My Role: Led efforts to build and improve design system and documentation
The Team: 1 Product Designer, 4 Engineers
Project Length: Oct 2022 – May 2023 (8 months)


Overview

As our design system expanded, the BookNook product team had been running into debilitating maintenance problems – versioning and conveying changes to engineering while the changes were so continuous was becoming difficult. Updating components required a time-consuming engineering lift and documentation was laborious. Since we were in dire need of change, I spearheaded a project to implement tokens into our design system so that changes could be instantaneously documented and cascaded down to the component level.


Beginning with Option Tokens

I began the tokenization process by defining our option tokens. These represented the hard-coded values of the most common atomic design properties in our design system.

I placed properties on a scale with a standard variance or logical difference between each step of the scale.

Each token represented a design decision. When trying to consolidate all of our option tokens, I prioritized flexibility and predictability. A set of purposeful and focused option tokens that fit our product’s needs was more powerful than having every token for every possible scenario.


Defining Semantic Tokens

The second tier of abstraction was semantic tokens. Semantic tokens needed to have a purpose within a context but be abstract enough to adapt to different values. For example, a semantic token might say that the background for all primary calls-to-action was green.700. Any call-to-action with this purpose would have that background color.

If we wanted our primary calls-to-action to be blue instead, I could switch the option token referenced to a blue. This change would cascade downwards instantaneously to all our primary calls-to-action.

Now, decisions that affected large areas of our product could be made quickly and with ease. This would bring a level of consistency and clarity to our design system we hadn’t seen before, making maintenance and expansion easier.


Semantics and Naming Conventions

While defining semantic tokens, I had to define our product’s semantics and a naming structure that would work for the entire product team across all levels of tokens. This required a thorough understanding of our product, behaviors, and hierarchies — it turned out to be the most challenging part of the project. I had countless discussions with engineering to determine rules and conventions, focusing on distinguishability, flexibility, and expandability.


Creating Component Specific Tokens

I then moved on to the final tier of abstraction — component specific tokens, representing the design properties of specific components with that semantic purpose.

These tokens had complete isolation and therefore a low impact in the design system. A change in a component specific token would only be reflected in that component, allowing for more flexibility and control as we built and maintained our design system.


Cascading Changes and a New Workflow

Now, our team had a new, optimized workflow. If we wanted to make sweeping changes to certain areas of our product, we could update a semantic token’s reference from one option token

to a different option token and the design decision would cascade downwards instantaneously.

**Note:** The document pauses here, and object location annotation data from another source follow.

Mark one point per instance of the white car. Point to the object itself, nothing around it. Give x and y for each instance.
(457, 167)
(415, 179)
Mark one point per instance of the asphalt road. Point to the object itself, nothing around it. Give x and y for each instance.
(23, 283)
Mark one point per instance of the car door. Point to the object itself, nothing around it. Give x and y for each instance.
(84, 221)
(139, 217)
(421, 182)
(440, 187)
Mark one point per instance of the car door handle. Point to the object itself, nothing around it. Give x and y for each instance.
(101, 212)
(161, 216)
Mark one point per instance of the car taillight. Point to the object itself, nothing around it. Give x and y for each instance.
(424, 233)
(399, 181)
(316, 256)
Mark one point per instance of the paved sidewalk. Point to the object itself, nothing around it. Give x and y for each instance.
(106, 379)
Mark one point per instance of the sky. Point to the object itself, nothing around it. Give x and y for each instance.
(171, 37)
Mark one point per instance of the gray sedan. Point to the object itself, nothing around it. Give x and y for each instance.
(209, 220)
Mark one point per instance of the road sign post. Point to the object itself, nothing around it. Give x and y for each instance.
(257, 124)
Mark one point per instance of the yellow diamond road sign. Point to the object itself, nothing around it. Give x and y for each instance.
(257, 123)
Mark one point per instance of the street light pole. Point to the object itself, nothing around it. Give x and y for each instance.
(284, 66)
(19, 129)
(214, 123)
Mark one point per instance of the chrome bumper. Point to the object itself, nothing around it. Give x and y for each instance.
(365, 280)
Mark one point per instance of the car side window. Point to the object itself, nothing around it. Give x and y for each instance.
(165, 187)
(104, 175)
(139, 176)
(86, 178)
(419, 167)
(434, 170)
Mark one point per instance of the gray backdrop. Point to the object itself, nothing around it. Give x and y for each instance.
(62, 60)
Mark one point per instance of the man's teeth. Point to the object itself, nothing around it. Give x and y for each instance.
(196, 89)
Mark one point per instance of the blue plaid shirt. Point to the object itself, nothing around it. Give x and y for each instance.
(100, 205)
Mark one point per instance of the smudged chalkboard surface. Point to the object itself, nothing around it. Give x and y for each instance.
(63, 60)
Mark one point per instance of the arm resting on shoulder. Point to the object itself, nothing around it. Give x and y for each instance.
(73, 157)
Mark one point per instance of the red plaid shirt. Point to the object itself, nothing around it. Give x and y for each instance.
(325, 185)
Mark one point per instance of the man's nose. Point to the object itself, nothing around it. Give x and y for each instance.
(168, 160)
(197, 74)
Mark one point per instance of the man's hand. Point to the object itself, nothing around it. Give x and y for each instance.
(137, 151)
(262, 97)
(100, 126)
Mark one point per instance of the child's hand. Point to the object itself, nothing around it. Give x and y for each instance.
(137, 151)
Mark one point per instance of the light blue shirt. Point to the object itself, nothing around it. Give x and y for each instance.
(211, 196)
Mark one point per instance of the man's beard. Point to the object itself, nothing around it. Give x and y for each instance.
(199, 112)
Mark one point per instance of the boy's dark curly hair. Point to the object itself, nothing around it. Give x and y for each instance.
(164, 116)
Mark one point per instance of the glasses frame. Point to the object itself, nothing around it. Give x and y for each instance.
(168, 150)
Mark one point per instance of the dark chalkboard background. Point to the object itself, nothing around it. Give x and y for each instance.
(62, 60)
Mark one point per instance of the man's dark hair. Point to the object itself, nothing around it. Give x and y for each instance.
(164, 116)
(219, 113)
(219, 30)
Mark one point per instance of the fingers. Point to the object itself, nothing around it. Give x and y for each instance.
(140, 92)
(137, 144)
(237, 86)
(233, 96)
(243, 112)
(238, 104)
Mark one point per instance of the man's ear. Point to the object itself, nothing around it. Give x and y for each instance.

We could also create changes to individual components without those changes having a ripple effect on other components. Additionally, we had effectively moved towards a new workflow where engineering could take design updates in a language they understood and with minimal lift using JSON files from a token generator. Design and engineering had a common language with which to communicate.


A New Way to Write Documentation Using Tokens

Our team’s documentation also looked entirely different. Changes were made through the token generator and were reflected in Figma instantaneously. Keeping documentation up-to-date was no longer a behemoth of a task, giving us the flexibility to expend valuable resources elsewhere.


Results

With this new system, design and development times were sped up and we had an error-proof framework for design and engineering to collaborate. Handoff was easier and more explicit. Our design system was scalable and could evolve over time with less manual effort from engineering. This project was received ecstatically by the product team and profoundly changed the way we collaborated and codified our component library.